The Provos will surely mourn his defeat but joy will be unconfined in Glengall Street if Bob falls and there will be enough to spare to take the bad look off losses elsewhere, as long that is, as there aren't more than one or two of them and they can be ascribed to non-agreement factors. Defeat for Bob, in this quintessential Unionist seat, will enable Trimble to say that the real pulse of his community beats for him.

Sylvia Hermon is trying hard not to exploit her marriage to the former RUC Chief Constable, Sir John. He has only canvassed once with her, at Bangor market but even so everyone seems to know about the connection. A former law lecturer at QUB, where she first met the current First Minister, she is appealing unashamedly to women Unionist voters to put one of their own sex in the House of Commons. Personable, wholesome and seemingly guileless she appears to be making a good impression on the doorsteps. Bob McCartney describes her as "pleasant, totally inexperienced and somewhat naive"; maybe but the consensus is that he has a real fight on his hands.

But what issues are exercising the people? "I don't hear anything about David Trimble's letter", Sylvia Hermon answers, "decommissioning is mentioned infrequently and top of the list is a wish for a change of MP". And then there is the local economic decline. "I ask people on the doorsteps what has the sitting MP done to improve things and the answer I get is not much."

There are probably more RUC families per square metre in North Down and policing reforms, she admits, crop up all the time on the doorsteps. The changes are hurting the RUC loyalists, especially the full-time reservists, those who are likely to be the first to get the chop when the changes begin.

The demoralisation of the RUC, rather than decommissioning, is figuring prominently in Bob McCartney's campaign. It has been responsible, he contends, for a worsening crime situation lcally. "Policing is totally inadequate, there's only one car between Holywood and Bangor", he complains. There have been paramilitary killings in Bangor and robberies, he says are now commonplace and people are blaming the Patten report.

He's also making an issue out of health cuts attributable to paramilitary shootings. Orthopedic surgery, hip replacements for the arthritic elderly - and there are quite a few of them in places like Bangor and Holywood - have been halted at the Ulster Hospital because surgeons are spending all their time repairing the results of UVF and UDA punishments, he claims. Bairbre de Brun has to shoulder her share of the blame, he says. Martin McGuinness meanwhile is blatantly favouring the maintained Catholic sector at the expense of the Protestant state sector, he continues, and local schools are beginning to show the wear and tear. The linkage to the agreement is there but it is more indirect.

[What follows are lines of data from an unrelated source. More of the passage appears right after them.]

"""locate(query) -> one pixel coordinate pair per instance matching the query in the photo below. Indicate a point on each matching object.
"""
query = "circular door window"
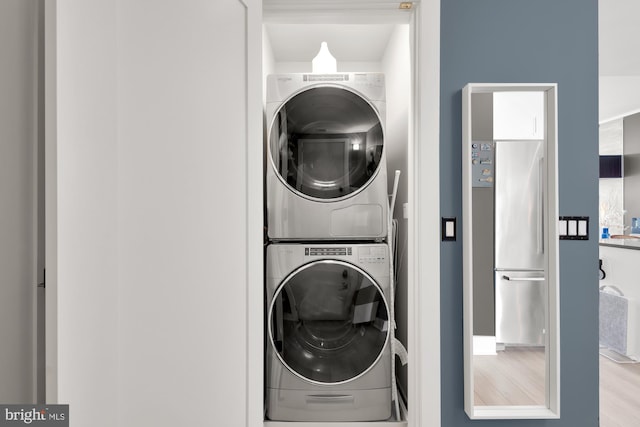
(326, 143)
(328, 322)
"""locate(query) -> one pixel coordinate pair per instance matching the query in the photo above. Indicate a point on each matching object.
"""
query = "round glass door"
(328, 322)
(326, 143)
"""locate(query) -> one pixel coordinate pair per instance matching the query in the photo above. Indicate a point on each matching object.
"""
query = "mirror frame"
(552, 356)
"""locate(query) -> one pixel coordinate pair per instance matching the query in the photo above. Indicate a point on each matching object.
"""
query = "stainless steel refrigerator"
(520, 283)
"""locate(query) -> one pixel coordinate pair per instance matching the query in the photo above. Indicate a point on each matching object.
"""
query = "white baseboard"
(484, 345)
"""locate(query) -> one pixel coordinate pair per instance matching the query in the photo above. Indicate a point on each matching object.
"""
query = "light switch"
(582, 227)
(573, 228)
(562, 227)
(448, 229)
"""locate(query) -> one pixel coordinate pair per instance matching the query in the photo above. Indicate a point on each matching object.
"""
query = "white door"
(159, 208)
(18, 200)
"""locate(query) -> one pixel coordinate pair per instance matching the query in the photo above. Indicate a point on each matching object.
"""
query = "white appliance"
(328, 353)
(327, 172)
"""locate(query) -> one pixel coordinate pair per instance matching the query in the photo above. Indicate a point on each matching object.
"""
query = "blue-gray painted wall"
(546, 41)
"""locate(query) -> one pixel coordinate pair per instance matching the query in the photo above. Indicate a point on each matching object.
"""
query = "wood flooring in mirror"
(514, 376)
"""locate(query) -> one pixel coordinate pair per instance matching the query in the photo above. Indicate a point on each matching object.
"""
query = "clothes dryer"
(328, 352)
(326, 176)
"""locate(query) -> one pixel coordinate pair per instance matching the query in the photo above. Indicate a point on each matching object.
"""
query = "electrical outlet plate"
(573, 228)
(448, 229)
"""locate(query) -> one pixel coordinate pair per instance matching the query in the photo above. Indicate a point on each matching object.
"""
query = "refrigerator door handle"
(541, 206)
(523, 279)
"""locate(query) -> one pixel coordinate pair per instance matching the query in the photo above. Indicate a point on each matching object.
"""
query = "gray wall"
(527, 41)
(631, 151)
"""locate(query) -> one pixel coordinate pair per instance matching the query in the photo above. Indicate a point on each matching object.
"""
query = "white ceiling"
(619, 37)
(346, 42)
(363, 37)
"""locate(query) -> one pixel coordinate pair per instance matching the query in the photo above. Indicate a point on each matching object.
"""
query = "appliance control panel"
(482, 163)
(329, 251)
(372, 254)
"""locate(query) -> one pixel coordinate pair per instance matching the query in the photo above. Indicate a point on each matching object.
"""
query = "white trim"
(424, 258)
(484, 345)
(51, 202)
(255, 236)
(619, 116)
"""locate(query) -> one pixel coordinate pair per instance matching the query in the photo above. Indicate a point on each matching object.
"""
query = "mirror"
(510, 251)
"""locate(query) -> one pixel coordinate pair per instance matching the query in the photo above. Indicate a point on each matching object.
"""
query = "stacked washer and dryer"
(328, 272)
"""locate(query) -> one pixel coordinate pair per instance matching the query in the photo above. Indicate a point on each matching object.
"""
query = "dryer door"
(329, 322)
(326, 143)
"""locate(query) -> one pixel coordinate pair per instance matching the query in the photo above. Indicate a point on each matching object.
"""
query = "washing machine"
(328, 352)
(326, 175)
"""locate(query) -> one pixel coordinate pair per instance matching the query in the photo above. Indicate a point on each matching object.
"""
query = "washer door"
(326, 143)
(328, 322)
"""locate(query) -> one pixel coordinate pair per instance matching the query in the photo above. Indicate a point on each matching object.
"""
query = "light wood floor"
(514, 376)
(619, 394)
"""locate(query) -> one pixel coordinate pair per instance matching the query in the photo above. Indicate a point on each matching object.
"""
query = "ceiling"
(346, 42)
(357, 35)
(297, 40)
(619, 37)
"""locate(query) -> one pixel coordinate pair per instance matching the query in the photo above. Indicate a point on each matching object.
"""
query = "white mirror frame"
(552, 365)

Stirring festering Unionist resentment at Sinn Fein holding down the two top jobs in the Executive may work next Thursday but there are two realities facing the sitting MP which must give him pause for thought. One is the fact that he has never been able to enthuse the voters of North Down. His victory in a by-election in 1995 came with just over 10,000 votes in a 38 per cent turnout. In 1997 he got just under 13,000 votes and in the Assembly election the following year only 8,000. His precessor Jim Kilfedder regularly polled between 18,000 and 20,000.

The other is that Alliance has opted out of the contest and is urging their 7,000 or so supporters to lend their votes to Lady Sylvia. Even if only half of them do and past voting figures are repeated then Bob will be out of a job.